When usng rows with LAPACKE_sgetrs, why must ldb=1 (instead of 3, instead of n)?

Question

We want to solve x for Ax=b,

A=
0  2  3
1  1  -1
0  -1  1

b=
13
0
1

x=
1
2
3

The program below first writes A=P*L*U. It works with columns. It is something like:

 float a[3*3]={
0,1,0,       
2,1,-1,
3,-1,1
};
  float b[8]={
13,
0,
1  

lapack_int n=3,lda=3,ldb=3,nrhs=1,info,piv[3];

info= LAPACKE_sgetrf(LAPACK_COL_MAJOR,n,n,a,lda,piv);

info= LAPACKE_sgetrs(LAPACK_COL_MAJOR,'N',n,nrhs,a,lda,piv,b,ldb);

This works. Now I would like to program with rows:

 float a[3*3]={
   0,2,3,
   1,1,-1,
   0,-1,1
};
  float b[8]={
13,
0,
1  

lapack_int n=3,lda=3,ldb=1,nrhs=1,info,piv[3];

info= LAPACKE_sgetrf(LAPACK_ROW_MAJOR,n,n,a,lda,piv);

info= LAPACKE_sgetrs(LAPACK_ROW_MAJOR,'N',n,nrhs,a,lda,piv,b,ldb);

My question is: why must ldb=1 (instead of 3)?

Answer 1

This behavior is due to the wrapper LAPACKE.
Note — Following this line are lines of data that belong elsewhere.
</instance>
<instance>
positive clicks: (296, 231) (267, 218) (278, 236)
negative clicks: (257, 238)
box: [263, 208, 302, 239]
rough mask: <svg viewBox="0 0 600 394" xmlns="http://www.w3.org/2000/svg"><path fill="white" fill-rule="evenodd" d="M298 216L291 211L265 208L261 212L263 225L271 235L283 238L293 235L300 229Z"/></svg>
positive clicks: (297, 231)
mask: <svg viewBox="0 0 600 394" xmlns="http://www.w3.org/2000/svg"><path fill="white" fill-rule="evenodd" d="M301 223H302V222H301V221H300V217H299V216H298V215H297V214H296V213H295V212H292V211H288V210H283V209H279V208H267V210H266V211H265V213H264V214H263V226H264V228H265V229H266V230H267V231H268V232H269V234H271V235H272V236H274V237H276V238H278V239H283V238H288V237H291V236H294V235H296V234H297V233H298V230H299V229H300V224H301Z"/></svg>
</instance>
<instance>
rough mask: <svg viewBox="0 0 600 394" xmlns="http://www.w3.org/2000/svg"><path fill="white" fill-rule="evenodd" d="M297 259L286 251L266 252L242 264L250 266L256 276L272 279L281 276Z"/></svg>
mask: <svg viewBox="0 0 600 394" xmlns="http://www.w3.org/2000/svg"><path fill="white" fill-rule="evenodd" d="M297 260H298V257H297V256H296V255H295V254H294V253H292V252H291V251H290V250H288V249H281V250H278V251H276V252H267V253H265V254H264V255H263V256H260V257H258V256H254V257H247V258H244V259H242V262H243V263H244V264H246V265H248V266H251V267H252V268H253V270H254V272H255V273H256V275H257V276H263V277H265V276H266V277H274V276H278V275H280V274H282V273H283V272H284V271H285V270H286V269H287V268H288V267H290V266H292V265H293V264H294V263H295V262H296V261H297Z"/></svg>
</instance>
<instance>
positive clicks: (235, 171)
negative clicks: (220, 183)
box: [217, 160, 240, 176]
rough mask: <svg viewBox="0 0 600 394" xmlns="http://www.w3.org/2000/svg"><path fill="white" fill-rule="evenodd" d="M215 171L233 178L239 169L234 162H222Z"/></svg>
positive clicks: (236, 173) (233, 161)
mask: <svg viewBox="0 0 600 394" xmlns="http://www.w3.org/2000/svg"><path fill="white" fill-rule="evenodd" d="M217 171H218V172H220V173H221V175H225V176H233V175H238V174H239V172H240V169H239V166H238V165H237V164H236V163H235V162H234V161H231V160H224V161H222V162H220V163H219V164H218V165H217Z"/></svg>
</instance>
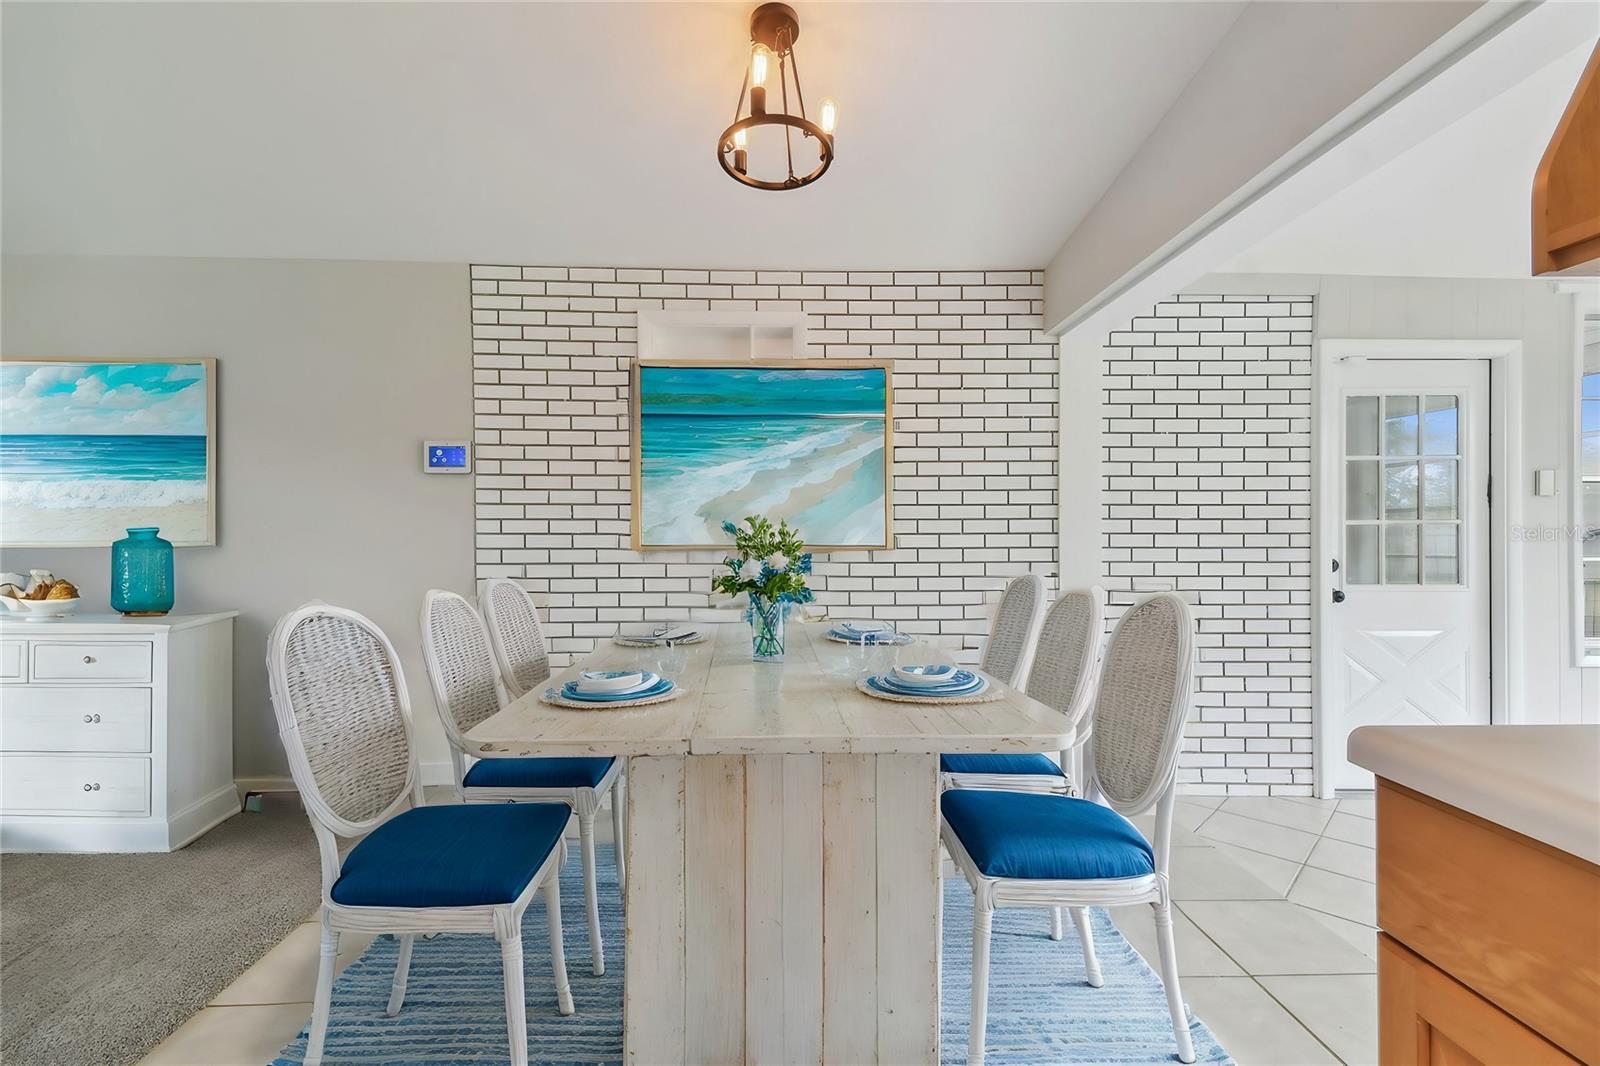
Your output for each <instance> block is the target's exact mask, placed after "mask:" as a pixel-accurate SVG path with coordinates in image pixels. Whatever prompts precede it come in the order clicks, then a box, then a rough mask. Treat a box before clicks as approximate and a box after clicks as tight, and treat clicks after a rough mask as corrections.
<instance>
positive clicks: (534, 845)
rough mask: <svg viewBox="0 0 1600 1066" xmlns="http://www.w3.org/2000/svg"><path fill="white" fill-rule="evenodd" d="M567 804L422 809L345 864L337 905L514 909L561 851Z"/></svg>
mask: <svg viewBox="0 0 1600 1066" xmlns="http://www.w3.org/2000/svg"><path fill="white" fill-rule="evenodd" d="M571 815H573V812H571V808H570V807H566V804H450V805H440V807H414V808H411V810H408V812H405V813H400V815H395V816H394V818H390V820H389V821H386V823H384V824H381V826H378V828H376V829H373V831H371V832H370V834H366V839H365V840H362V842H360V844H357V845H355V848H352V850H350V853H349V855H347V856H346V858H344V871H342V872H341V874H339V880H336V882H334V884H333V892H331V893H330V895H331V896H333V901H334V903H342V904H346V906H352V908H470V906H482V904H490V903H510V901H512V900H515V898H517V896H520V895H522V892H523V888H526V887H528V882H530V880H533V876H534V874H538V872H539V866H541V864H542V863H544V860H546V858H547V856H549V855H550V852H552V850H554V848H555V844H557V842H558V840H560V839H562V831H563V829H566V821H568V818H571Z"/></svg>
If LAPACK_COL_MAJOR is used, the wrapper almost directly calls sgetrs() of LAPACK, as shown in the source of LAPACKE. Hence, the leading dimension ldb of the array b must be equal or higher than the number of rows of the matrix a, that is n=3. Therefore, the requirement is LDB >= max(1,N) as in sgetrs().

One the other hand, if LAPACK_ROW_MAJOR is used, b is transposed. Consequently, the leading dimension of the array ldb is now related to the number of right hand sides nrhs=1. The requirement is now LDB >= max(1,NRHS) as tested on line 59 : if( ldb < nrhs ). Then the array b and the matrix are transposed by calling LAPACKE_sge_trans. Finally, sgetrs() is called using lbd=n and the result is transposed back.